Bien qu’il existe un lien logique entre l’objectif poursuivi et la mesure mise en place, le TAT constate que la preuve révèle que les représentants patronaux ont été intraitables quant au fond de la mesure et qu’aucun dialogue authentique n’a eu lieu avec les représentants syndicaux. En d’autres termes, selon le TAT, le gouvernement avait déjà « fait son lit ». Quoique le but poursuivi puisse être légitime, il n’en demeure pas moins que la fin ne justifie pas les moyens, de l’avis du juge administratif Morand.

La partie patronale argue aussi que cette mesure unilatérale est à l’avantage des salariés visés par celle-ci. Or, le TAT rejette cette thèse dans la mesure où elle permettrait d’écarter le monopole de représentation dès qu’une mesure constituerait potentiellement un avantage. Au surplus, le juge administratif Morand souligne que la preuve présentée a mis en lumière des exemples concrets de l’effet de l’imposition unilatérale de la directive notamment par le fait que cette directive distingue quant à cette condition de travail les salariés qui travaillent à l’Évaluation/Orientation de tous les autres salariés de la DPJ. En fin de compte, le TAT conclut que la conduite des intervenants patronaux constitue une inconduite grave dont ils ne pouvaient pas ignorer les conséquences, et ce, d’autant plus que le CPNSSS, le MSSS et le Ministre avaient déjà été réprimés pour des cas analogues où ils avaient fait fi de leurs interlocuteurs syndicaux et entravés leurs activités.

Accueillant ainsi les plaintes pour entrave aux activités syndicales, le TAT arrive également à la conclusion que la partie patronale a feint de négocier alors qu’en réalité il n’y avait aucune réelle ouverture à négocier avec les interlocuteurs syndicaux sur le fond de la mesure. Les plaintes pour manquement à l’obligation de diligence et de bonne foi dans les négociations sont aussi accueillies. Constatant la récidive des intervenants patronaux à entraver les activités syndicales et à transgresser l’obligation de négocier de bonne foi et de manière diligente et à la lumière de décisions récentes impliquant les mêmes parties,  le TAT estime qu’il y a lieu d’ordonner le paiement d’une somme totale de 65 000 $ à titre de dommages punitifs, et ce afin de faire comprendre au gouvernement l’importance du respect des dispositions d’ordre public et dissuader tout nouveau comportement similaire, en violation des articles 12 et 53 du Code du travail ainsi que de la liberté d’association, notamment protégée par la Charte des droits et libertés de la personne.

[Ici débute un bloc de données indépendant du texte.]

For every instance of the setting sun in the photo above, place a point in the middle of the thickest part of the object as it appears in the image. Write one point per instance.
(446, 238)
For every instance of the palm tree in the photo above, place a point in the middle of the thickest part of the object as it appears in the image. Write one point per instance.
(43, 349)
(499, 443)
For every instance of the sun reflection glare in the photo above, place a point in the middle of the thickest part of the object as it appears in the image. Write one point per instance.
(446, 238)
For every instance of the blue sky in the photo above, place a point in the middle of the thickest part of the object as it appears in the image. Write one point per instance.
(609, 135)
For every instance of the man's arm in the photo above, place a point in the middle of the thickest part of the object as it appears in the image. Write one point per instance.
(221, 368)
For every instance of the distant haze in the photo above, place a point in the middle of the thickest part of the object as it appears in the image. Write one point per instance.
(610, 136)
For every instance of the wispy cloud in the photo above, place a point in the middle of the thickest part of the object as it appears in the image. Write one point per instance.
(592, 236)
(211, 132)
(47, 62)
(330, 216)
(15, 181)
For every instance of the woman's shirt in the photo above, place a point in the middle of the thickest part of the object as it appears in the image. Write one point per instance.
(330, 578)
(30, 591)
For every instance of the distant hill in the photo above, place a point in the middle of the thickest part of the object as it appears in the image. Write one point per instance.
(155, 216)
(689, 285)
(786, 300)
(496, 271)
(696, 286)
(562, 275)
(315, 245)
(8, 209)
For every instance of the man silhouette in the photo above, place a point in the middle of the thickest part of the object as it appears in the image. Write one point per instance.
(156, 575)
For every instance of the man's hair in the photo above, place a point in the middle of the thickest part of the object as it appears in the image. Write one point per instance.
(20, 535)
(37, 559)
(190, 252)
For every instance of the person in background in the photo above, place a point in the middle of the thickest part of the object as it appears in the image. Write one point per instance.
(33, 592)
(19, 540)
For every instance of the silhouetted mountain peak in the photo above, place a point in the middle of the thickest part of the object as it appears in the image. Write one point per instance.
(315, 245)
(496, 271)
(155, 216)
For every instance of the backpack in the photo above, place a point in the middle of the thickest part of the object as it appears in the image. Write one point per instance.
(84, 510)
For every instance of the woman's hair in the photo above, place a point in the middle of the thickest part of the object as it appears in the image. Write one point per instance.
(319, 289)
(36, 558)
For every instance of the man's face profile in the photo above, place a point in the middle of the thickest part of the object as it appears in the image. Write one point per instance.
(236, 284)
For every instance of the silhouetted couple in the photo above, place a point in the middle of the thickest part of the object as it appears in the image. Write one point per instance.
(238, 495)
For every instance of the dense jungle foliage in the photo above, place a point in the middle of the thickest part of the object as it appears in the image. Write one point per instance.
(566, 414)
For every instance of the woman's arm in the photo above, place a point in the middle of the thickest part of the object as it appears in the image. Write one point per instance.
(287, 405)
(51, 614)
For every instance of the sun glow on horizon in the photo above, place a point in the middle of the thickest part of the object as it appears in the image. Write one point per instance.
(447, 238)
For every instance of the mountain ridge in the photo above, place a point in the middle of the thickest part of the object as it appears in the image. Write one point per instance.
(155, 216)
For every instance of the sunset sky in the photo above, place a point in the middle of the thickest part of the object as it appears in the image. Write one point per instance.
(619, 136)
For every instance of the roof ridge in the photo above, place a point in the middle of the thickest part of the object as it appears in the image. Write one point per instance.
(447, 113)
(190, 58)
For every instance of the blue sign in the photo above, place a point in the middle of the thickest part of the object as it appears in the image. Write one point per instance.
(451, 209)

Quoique la modification d’une condition de travail puisse être avantageuse pour certains salariés et qu’elle réponde à un objectif véritable et louable, il demeure proscrit pour les représentants patronaux de faire fi de leurs interlocuteurs syndicaux que ce soit en feintant un dialogue alors que la décision de modifier une condition de travail a déjà été prise ou en critiquant ouvertement des revendications syndicales (Fédération interprofessionnelle de la santé du Québec – FIQ c. Comité patronal de négociation du secteur de la santé et des services sociaux, 2022 QCTAT 3711). Toute imprudence patronale susceptible de discréditer l’association accréditée auprès de ses membres dont un employeur ne peut ignorer les conséquences constitue une atteinte au monopole de représentation et une altération du fragile équilibre des relations de travail. Nous notons que cette décision du TAT s’inscrit dans la foulée de plusieurs précédents récents qui tendent à accorder des montants significatifs à titre de dommages punitifs, dans une optique de dissuasion et de sanction d’atteintes intentionnelles à des dispositions d’ordre public qui revêtent, sans contredit, une importance capitale.